Reacting to the violence, Volker Türk, the United Nations High Commissioner for Human Rights, urged Comoran authorities to "ensure a safe environment, where all Comorans, including members of the political opposition, can freely express their views and exercise their right to peaceful assembly," as well as to release arbitrary detainees, investigate human rights violations in the pre-election period and bring the perpetrators to justice.

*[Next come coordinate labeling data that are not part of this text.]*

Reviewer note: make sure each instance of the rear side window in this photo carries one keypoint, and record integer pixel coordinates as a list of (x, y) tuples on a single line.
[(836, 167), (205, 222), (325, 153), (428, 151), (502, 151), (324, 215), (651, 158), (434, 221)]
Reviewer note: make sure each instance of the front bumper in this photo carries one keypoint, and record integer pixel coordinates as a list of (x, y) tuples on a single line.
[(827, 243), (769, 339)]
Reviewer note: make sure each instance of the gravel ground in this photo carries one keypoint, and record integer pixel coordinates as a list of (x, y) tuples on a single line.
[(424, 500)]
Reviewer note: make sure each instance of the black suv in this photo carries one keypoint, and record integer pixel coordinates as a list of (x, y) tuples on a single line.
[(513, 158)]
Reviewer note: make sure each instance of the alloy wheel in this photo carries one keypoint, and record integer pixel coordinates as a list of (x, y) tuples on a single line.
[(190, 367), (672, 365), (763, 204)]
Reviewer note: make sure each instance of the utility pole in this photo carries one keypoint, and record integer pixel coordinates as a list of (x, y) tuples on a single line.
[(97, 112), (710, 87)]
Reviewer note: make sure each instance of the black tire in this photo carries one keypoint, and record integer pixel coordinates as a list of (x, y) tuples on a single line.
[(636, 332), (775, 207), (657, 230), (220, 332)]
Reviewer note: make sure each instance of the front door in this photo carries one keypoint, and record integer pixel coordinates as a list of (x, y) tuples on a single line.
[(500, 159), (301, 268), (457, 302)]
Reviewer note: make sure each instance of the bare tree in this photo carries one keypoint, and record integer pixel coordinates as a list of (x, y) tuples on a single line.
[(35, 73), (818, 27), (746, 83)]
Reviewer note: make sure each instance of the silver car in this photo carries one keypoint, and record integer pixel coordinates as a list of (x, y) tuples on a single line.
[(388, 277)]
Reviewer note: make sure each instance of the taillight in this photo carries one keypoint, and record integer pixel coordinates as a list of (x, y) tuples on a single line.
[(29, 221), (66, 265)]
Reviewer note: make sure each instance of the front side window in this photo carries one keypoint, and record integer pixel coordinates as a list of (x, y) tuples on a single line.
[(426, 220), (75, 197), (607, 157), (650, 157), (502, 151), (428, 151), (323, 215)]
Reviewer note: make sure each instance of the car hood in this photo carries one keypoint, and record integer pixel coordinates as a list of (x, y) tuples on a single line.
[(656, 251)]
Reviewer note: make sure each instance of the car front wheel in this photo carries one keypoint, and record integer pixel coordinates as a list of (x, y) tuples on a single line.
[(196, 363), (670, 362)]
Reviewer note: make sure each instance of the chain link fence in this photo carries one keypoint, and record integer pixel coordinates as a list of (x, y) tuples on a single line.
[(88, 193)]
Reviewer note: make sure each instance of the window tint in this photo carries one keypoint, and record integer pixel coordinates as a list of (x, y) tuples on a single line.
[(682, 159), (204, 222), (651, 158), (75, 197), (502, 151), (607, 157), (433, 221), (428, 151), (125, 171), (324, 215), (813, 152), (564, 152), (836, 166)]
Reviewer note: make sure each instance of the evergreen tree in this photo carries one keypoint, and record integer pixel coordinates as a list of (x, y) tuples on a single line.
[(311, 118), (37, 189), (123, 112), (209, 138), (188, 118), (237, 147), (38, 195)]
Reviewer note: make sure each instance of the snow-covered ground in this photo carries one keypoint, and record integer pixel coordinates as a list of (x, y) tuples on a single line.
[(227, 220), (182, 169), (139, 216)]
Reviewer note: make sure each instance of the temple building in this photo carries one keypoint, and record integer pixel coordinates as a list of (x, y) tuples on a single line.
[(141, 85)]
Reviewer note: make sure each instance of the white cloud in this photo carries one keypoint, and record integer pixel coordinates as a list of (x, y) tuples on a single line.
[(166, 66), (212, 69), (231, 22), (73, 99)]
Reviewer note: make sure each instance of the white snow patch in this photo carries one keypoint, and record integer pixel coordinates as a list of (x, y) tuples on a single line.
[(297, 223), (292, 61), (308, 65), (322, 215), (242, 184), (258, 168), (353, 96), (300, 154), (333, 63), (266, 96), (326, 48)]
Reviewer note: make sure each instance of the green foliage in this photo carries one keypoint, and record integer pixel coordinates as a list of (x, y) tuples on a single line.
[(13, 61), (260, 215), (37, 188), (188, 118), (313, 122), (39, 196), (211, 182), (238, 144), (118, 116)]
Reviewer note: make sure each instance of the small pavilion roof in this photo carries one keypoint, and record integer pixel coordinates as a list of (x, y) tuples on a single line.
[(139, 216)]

The US embassy said that the official election results "raised serious concerns that must be addressed to maintain the peace and the well-being of the nation", and called on the electoral commission and Comorian authorities "to ensure full transparency and clarify the results it announced."

All five opposition candidates called for a national day of protest against the election results to be held on 19 January, which went unheeded.

On 20 January, Mohamed Daoudou, who claimed to have "proof" of fraud, filed an appeal with the Supreme Court to request the annulment of the election results and the holding of new elections. However, on 24 January, the Supreme Court dismissed the case along with other such lawsuits coinciding with its validation of the election results.

==Reactions==
China congratulated Assoumani on his victory.